Al mismo tiempo el Espíritu Santo ha hablado, a través del Concilio Vaticano II, de la necesidad de una creciente integración de los seglares en el apostolado de la Iglesia. Los seglares están llamados a participar en la misión de, la Iglesia en las múltiples circunstancias de sus vidas. En sus familias y en sus ocupaciones diarias, en actividades de misericordia y caridad, en la catequesis y en la causa de la justicia, los seglares, hombres y mujeres, deben construir la Iglesia y contribuir a la consagración del mundo. Cada miembro de la Iglesia posee un carisma especial que el Espíritu de Dios le ha otorgado para el bien de la Iglesia. Cada don debe ser ejercido en beneficio de todo el Cuerpo de Cristo.

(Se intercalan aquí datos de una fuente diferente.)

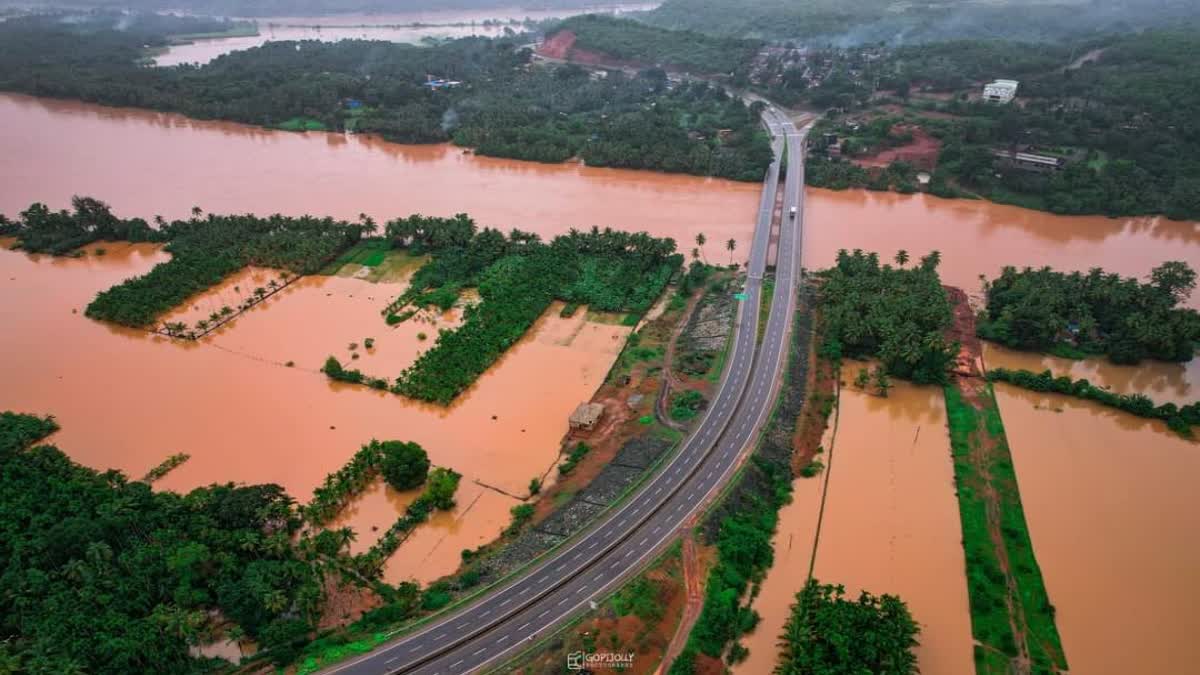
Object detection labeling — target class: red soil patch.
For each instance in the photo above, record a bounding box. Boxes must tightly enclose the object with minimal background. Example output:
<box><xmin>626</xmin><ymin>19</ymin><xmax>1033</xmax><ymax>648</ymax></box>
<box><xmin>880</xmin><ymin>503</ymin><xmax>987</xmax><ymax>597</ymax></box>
<box><xmin>942</xmin><ymin>286</ymin><xmax>983</xmax><ymax>377</ymax></box>
<box><xmin>538</xmin><ymin>30</ymin><xmax>575</xmax><ymax>60</ymax></box>
<box><xmin>536</xmin><ymin>30</ymin><xmax>637</xmax><ymax>68</ymax></box>
<box><xmin>853</xmin><ymin>124</ymin><xmax>942</xmax><ymax>171</ymax></box>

' 7. Mis queridos amigos en Cristo: No cesemos nunca de alabar al Espíritu Santo, que es la fuente inagotable de nuestra vida en Cristo. El estaba presente en la Iglesia en el primer Pentecostés. El permanece en la Iglesia hoy y siempre. Pongamos nuestra confianza en su poder de fortalecer y aprendamos a ser siempre dóciles en el seguimiento de sus caminos. Que seamos cada vez más sensibles a su influjo en nuestras acciones y estemos siempre dispuestos a implorar su divino auxilio:

Ven, Espíritu Divino, llena los corazones de tus fieles, enciende en ellos el fuego de tu amor. Envía tu Espíritu y serán creados, y renovarás la faz de la tierra. Amén.